Bewegend war, dass und wie die benachbarte Karl-Ruß-Schule sein Andenken unter der Schülerschaft würdigt.
Die Solinger Arbeiterin und Kommunistin Betty Pallas (1910 bis 1988) kämpfte vor dem Hitler-Faschismus als Gewerkschafterin mit Streiks von Frauen für Lohnerhöhung und unterstützte nach 1933 den antifaschistischen Widerstand. Dafür wurde sie 1934 zu anderthalb Jahren Gefängnis wegen „Vorbereitung zum Hochverrat“ verurteilt. Nach der Befreiung vom Hitler-Faschismus wurde sie KPD-Mitglied und für die KPD Stadtverordnete im Stadtparlament und im Landtag NRW. Nach dem Verbot der KPD im August 1956 kandidierte sie im Oktober 1956 mutig mit zwei anderen Kommunistinnen, Franziska Lohbach und Luise Dickhut, als „Unabhängige“ zu den Kommunalwahlen in Solingen. (Willi Dickhut, „Was geschah danach?“ S. 259 bis S. 268)

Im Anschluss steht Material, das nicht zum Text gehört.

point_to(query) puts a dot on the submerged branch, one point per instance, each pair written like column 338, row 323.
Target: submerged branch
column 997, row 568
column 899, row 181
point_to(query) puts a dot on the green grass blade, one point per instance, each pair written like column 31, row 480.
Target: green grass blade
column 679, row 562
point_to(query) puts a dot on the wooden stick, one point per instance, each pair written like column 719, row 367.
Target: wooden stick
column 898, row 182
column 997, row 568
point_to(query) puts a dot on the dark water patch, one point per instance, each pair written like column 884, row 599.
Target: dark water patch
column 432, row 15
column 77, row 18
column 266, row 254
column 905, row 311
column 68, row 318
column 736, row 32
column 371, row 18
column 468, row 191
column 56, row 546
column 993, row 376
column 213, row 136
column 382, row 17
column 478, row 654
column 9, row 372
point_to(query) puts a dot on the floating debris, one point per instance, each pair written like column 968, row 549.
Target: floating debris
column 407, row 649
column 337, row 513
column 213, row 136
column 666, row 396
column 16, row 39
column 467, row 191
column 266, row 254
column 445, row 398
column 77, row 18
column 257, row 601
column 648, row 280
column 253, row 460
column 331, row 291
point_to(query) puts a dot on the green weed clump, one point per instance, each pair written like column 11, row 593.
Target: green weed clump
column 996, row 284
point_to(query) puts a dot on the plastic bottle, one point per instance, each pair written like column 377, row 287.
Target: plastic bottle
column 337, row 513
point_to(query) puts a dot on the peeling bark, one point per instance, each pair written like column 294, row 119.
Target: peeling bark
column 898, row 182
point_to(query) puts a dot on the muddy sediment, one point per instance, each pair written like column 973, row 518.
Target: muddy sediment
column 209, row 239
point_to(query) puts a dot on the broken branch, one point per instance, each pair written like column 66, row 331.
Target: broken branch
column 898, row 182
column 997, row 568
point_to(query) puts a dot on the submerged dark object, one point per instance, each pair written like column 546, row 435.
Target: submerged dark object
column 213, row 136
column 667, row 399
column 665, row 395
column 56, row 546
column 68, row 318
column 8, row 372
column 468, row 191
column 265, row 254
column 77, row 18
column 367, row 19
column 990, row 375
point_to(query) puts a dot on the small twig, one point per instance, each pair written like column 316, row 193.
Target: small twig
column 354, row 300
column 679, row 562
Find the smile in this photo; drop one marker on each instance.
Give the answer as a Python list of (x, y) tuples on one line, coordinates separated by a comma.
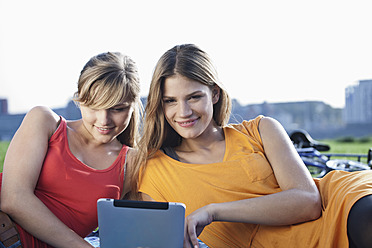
[(103, 130), (186, 123)]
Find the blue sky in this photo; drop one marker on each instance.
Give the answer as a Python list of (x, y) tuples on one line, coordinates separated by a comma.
[(274, 51)]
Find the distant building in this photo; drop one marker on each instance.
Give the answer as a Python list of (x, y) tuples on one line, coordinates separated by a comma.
[(3, 106), (9, 123), (358, 103)]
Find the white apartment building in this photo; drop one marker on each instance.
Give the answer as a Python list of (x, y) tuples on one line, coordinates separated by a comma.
[(358, 103)]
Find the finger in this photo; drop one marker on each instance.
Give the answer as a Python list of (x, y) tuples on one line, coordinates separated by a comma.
[(192, 236)]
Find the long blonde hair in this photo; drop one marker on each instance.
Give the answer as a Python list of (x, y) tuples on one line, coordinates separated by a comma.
[(191, 62), (108, 79)]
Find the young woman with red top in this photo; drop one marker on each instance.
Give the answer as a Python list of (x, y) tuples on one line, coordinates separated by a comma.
[(244, 185), (56, 170)]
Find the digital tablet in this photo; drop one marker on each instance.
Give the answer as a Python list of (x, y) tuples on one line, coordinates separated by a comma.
[(124, 223)]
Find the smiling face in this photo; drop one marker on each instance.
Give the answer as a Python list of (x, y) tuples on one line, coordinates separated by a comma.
[(188, 106), (104, 125)]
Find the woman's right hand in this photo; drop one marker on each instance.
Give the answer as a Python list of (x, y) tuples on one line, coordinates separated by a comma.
[(194, 225)]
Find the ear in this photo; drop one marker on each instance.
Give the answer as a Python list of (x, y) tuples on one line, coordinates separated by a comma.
[(216, 94)]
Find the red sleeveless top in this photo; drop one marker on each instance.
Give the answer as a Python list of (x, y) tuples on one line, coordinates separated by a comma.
[(70, 189)]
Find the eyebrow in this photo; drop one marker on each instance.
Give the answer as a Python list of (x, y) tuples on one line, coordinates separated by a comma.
[(188, 95)]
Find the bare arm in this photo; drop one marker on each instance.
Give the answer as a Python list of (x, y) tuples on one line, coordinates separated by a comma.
[(22, 167), (298, 202)]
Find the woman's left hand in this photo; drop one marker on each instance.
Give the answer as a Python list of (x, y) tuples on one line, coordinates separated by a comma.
[(194, 225)]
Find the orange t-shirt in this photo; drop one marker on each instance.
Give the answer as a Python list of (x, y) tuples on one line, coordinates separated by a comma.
[(246, 173), (70, 189)]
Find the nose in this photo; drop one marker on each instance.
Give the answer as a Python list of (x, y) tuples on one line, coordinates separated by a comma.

Solche Stolpersteinverlegung mit öffentlicher Wirkung in den Medien (auch der WDR war da), mit aktiver Beteiligung von Schulen und fortschrittlichen und kämpferischen Organisationen wie VVN-BdA, DKP und MLPD sind gerade heute, in einer Situation der akuten faschistischen Gefahr wichtige Signale. Erfreulich auch: Die Initiatoren der Stolpersteine sagten erneut zu, dass in einer nächsten Runde auch Willi Dickhut mit einem Stolperstein geehrt werden würde.